Kodie is puppy pad trainned too. He sometimes has issues with pooing too. Kodie's issues are because the poo doesnt come out when he thinks its gonna.. haha.. soo he will get all nervous and walk around to get it out and sometimes the poo lands right infront of the pad...


----------



## puppymom (Jun 13, 2005)

> _Originally posted by Kodie_@Jul 6 2005, 08:10 AM
> *Kodie is puppy pad trainned too.  He sometimes has issues with pooing too.  Kodie's issues are because the poo doesnt come out when he thinks its gonna.. haha.. soo he will get all nervous and walk around to get it out and sometimes the poo lands right infront of the pad...
> 
> 
> ...


[/QUOTE]

Ty does that too, when he poops he first becomes a whirling dervish circling while he prepares to poop and while he's pooping. I've never seen anythng like it. Sometimes he whirls right off the pad. 

Ty has the pad pooping down, it's the peeing we sometimes have an accident with. He occasionally he does what I call a "sneaky pee", you can be looking right at him and not realize he's peeing, he moves and there is a puddle


----------



## Brinkley & Neyland's Mom (Jun 14, 2004)

I know it hasn't worked for everyone, but it worked for us....
We bought a dog litter pan...the wee pads fit perfectly and it kept Brink from walking off the pad while he was pooping. The containment of the pad in the pan worked for us. I tried a smaller cat litter box first, but it didn't work. The dog litter pans are flatter and more roomy. He will use 1/2 pad in the cat litter pan now that he has the idea. 

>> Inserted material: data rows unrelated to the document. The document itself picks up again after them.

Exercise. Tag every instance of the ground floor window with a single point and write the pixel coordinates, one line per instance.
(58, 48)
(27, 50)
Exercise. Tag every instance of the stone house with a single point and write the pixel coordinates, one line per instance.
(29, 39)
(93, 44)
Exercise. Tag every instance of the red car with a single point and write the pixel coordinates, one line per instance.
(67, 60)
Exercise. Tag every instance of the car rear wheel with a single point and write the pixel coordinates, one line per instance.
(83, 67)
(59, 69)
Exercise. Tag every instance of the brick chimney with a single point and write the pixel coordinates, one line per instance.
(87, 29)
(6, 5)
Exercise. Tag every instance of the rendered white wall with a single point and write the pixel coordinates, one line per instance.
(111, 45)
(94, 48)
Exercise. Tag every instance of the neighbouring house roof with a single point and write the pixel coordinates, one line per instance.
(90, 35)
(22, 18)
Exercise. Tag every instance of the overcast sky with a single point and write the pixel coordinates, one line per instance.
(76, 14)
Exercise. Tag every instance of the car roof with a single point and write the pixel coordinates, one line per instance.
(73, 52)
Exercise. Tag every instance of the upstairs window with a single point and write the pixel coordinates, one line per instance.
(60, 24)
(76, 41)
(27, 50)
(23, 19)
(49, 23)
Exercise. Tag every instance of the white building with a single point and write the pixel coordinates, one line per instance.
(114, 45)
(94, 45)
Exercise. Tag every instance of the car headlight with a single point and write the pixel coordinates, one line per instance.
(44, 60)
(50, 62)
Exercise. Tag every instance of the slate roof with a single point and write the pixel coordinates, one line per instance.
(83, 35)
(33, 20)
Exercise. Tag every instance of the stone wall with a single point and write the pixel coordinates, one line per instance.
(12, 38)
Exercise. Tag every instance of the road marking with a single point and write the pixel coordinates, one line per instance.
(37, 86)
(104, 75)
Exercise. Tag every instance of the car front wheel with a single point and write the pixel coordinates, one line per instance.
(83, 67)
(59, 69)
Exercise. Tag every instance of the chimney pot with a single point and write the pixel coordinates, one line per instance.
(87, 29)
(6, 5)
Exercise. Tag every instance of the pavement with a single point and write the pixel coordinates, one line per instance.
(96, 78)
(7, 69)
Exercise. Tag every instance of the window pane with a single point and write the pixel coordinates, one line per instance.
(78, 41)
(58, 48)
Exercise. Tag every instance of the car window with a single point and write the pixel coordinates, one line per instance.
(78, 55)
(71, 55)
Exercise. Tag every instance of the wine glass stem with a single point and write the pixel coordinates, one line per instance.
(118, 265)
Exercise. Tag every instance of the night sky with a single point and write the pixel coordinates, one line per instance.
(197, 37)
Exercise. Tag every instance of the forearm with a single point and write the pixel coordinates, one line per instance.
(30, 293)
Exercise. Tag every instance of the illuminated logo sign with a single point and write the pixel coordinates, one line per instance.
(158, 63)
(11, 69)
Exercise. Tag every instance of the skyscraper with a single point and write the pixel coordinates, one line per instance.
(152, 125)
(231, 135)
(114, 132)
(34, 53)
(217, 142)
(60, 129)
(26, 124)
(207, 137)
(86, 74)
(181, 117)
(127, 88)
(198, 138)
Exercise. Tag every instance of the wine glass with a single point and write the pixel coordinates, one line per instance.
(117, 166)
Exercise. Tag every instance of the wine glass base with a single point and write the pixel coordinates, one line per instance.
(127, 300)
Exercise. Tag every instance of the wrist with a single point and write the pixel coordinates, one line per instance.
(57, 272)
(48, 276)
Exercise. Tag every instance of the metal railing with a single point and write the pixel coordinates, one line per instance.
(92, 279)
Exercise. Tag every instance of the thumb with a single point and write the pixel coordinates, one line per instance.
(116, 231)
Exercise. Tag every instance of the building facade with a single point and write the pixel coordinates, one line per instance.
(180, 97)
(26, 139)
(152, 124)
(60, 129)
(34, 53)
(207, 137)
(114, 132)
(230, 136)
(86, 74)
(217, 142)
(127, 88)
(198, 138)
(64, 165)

I also leave two pads out at all times. He won't always pee/poo on the same one either.


----------



## Ant Nay (Mar 21, 2005)

Oscar our little guy is about 15 weeks old also, and he does both on the same pad, but never at the same time....now we just have to get him to "find" the pad each time he needs to go and we are in business..hahaha
We have learned to be consistant and they start to get it...


----------